Thirdly...and this is shameful to admit, but I love blogs. It's like having a diary that's a bit (but only a bit) secret. In addition to the friends above (who individually do such interesting things as work with prison inmates, love animals, are interested in morris dancing, play far too much poker than is healthy, are writing books and so much more) there are a million different blogs out there.

Before I created this, I was worried about whether I could find enough material to write about in a blog. Testing the water, I came upon the blog of an obese American family who seem to have made it their life mission to test out and rate every small town diner in their fine country. There are even pictures of the eternally grinning, rotund couple and their adorably chubby children, giving thumbs up to the camera while sweetcorn relish dribbles down their respective chins. I suspect that you haven't fully appreciated your life until you realise that other people really sit down in their free time and write their opinions on chicken fingers and chilli dogs. I should probably stress that this isn't sarcasm on my part. I'm going to bookmark them, because their smiling faces make me feel a little bit better about the world. Also, a ready made diner guide will probably be very useful if I ever get around to visiting America.

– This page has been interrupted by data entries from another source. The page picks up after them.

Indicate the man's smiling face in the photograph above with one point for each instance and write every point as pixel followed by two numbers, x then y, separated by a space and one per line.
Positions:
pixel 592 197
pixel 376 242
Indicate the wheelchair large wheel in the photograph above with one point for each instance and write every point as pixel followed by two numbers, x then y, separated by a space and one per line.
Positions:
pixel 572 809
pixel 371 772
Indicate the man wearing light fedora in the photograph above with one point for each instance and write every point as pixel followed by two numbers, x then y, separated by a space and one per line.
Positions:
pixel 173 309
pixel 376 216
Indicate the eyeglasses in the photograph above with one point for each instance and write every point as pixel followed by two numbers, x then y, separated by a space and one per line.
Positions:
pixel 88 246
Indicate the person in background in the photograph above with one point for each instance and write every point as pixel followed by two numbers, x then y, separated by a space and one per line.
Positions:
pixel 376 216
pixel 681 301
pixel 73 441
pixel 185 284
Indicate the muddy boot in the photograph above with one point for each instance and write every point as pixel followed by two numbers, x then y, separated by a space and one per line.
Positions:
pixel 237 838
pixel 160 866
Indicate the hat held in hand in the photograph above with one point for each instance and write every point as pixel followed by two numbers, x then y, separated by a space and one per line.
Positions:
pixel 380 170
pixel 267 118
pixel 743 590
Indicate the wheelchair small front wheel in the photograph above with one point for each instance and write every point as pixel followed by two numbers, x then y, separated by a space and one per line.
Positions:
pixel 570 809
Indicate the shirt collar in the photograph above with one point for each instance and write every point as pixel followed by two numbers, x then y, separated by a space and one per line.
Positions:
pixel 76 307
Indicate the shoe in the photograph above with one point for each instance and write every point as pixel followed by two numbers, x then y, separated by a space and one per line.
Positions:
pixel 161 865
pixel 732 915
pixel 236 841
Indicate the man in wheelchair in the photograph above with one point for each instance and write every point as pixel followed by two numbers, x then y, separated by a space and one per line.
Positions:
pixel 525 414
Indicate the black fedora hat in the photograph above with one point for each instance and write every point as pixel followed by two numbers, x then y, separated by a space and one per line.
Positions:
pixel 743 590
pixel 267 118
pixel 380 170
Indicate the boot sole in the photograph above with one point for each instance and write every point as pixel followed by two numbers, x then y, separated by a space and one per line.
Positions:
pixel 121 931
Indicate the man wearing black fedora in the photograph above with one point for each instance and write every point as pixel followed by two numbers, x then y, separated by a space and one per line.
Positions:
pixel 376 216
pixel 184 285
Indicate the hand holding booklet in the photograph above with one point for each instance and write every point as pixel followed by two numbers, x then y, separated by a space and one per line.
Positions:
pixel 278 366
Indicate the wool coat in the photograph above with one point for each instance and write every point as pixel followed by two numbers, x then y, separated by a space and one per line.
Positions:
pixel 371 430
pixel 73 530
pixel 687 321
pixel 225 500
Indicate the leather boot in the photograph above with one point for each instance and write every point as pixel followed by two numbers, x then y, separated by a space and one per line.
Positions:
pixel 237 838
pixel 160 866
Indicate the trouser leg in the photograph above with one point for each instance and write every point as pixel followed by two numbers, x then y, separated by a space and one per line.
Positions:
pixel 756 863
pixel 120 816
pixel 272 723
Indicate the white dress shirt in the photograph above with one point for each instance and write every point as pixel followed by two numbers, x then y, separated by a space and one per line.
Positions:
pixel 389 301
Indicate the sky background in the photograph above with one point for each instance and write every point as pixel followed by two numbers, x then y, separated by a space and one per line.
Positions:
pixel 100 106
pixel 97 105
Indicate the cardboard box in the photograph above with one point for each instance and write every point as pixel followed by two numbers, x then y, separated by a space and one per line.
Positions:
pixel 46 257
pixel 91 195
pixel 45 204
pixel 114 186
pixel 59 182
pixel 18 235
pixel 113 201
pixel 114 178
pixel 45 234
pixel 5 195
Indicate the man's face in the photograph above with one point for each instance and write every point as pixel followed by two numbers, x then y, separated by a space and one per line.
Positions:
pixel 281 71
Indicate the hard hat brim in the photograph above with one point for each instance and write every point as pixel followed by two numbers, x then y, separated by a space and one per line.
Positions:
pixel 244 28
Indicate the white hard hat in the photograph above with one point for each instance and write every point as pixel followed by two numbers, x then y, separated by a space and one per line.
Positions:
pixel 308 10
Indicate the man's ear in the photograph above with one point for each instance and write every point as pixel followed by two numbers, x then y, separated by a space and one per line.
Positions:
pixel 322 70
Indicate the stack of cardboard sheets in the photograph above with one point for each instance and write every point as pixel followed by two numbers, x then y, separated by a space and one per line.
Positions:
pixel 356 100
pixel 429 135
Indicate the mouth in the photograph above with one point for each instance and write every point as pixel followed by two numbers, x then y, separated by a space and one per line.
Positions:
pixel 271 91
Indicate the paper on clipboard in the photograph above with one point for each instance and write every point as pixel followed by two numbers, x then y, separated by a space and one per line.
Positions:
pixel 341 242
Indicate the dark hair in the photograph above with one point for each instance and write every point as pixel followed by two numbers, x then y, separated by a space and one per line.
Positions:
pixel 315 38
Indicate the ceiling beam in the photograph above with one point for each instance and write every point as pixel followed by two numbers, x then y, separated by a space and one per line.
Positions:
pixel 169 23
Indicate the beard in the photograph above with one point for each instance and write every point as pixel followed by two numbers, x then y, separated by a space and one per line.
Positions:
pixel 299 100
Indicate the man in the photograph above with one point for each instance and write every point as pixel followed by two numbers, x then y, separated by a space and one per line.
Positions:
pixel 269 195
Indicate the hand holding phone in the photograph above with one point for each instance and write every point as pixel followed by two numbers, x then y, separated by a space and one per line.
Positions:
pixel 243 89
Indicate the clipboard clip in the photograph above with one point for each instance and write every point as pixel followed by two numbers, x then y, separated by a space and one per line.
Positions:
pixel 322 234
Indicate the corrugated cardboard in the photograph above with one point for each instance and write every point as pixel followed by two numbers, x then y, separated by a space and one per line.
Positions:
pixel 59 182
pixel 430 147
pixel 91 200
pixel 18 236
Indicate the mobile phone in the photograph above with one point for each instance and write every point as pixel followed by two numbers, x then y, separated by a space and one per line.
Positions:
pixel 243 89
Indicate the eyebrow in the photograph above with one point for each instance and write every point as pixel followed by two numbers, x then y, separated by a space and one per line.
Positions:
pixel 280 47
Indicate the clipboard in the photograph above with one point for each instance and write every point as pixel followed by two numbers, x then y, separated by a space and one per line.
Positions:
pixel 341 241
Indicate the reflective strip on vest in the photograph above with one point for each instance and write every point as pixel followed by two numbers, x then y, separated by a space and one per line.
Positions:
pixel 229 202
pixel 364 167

Well...this is it. Post one, I guess it was always going to be the hardest. And now, maybe no-one will ever read it and even if they do, they'll probably realise that everything they ever thought about me is true (and distressingly, it probably is.) Either way, I've actually surprised myself. I really could have written much, much more.

Oh, one more thing. When I was setting up this blog, I was given the option of filtering adult content (i.e. should I allow myself the luxury of an occasional swear word.) It may lack class in so many ways but I wouldn't be me if I didn't abuse this privilege. So here goes. Fuck arse cunt shit bollocks. There.